VIÉS DO DESTINO

Não há dúvida de que quando o oprimido alcançar o poder oprimirá o opressor, porquanto, a lei de Talião, derrocada por Jesus, ainda prevalece entre os homens, talvez disfarçada com o nome de legítima defesa, ou coisa semelhante. Para isso, há um amparo legal na lei dos homens e até na lei divina, para que o “olho por olho e dente por dente” não desapareça do Código Civil nem do Canônico. “É direito, e também obrigação do cidadão, defender sua integridade física”, mesmo que para isso, não havendo outro recurso, tenha que levar à morte seu agressor.

Perdoa e serás perdoado, liberta e serás libertado,isso pode funcionar no plano divino, mas, na realidade humana, quase sempre, funciona ao contrário: perdoa e não serás perdoado, liberta e serás prisioneiro do libertado. Quem não tem saudade do tempo em que se podia ir e vir. Andar sem medo pelas ruas de qualquer cidade ou capital, dormir com janela aberta nas noites de calor... quem não tem saudade dos tempos em que somente o dono, podia tanger os bens tangíveis?

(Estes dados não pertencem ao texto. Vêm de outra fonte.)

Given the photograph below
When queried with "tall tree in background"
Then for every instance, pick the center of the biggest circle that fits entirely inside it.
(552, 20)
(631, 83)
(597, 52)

Quanta síndrome aporta o coração humano do homem moderno, informatizado, globalizado e abortado do convívio social com o semelhante. Cadê meu carro, meu relógio, meu celular, minha propriedade rural? Quem roubou a minha paz?

Nunca as placas luminosas informando a temperatura e as horas foram tão consultadas quanto agora. Não por causa da temperatura, mas por causa das horas, porque já não se podem usar relógios de pulso. Atualmente, ando com um relógio barato, uma verdadeira falsificação, coisa comprada do Paraguai por R$ 15,00. Quem ousa (o) usar um relógio bom, um celular bom, um carro bom?

Posso usar um relógio barato, um celular barato, coisas por que não se interessam os ladrões, mas devo usar uma carroça, para me transportar, porque a blindagem de um carro é mais cara que o próprio carro. Ih!

- Porque não usar transporte coletivo? – diria o interlocutor.

- São por acaso, blindados os coletivos?

Tenho que usar relógio barato, celular barato e andar à pé, em viés, atravessando a rua, ainda que meu objetivo esteja de meu lado. Preciso estar constantemente mudando o rumo do percurso, dar voltas como o faz a rolinha, que nunca pousa primeiro na árvore onde está seu ninho, mas pousa em outra, para não denunciar sua casa. Tenho que, freqüentemente, atravessar a rua e mais adiante, fazer o contrário. Não posso andar sempre pelos mesmo caminhos. É preciso despistar o predador, como faz grande parte dos animais silvestres...

Insistir em usar objetos pessoais, ainda que necessários é loucura. O cidadão que usar essas coisas, decerto, será assaltado, senão morto, para que aquele bem de sua propriedade seja transferido para outra pessoa, sem nenhuma recompensa remuneratória, a não ser a graça de permanecer vivo. Portanto, quem se encontrar com alguém na rua, portando um objeto de valor, afaste-se dele, porque ou é bandido ou é um cidadão preste a ser assaltado ou morto e pode ser que uma bala perdida te ache.

O cidadão não pode usar relógio, celular nem arma, mas o bandido usa tudo isso. É o oprimido que passou a oprimir o opressor. É o flanelinha do sinal de trânsito que agora, em vez de uma flanela, usa uma arma.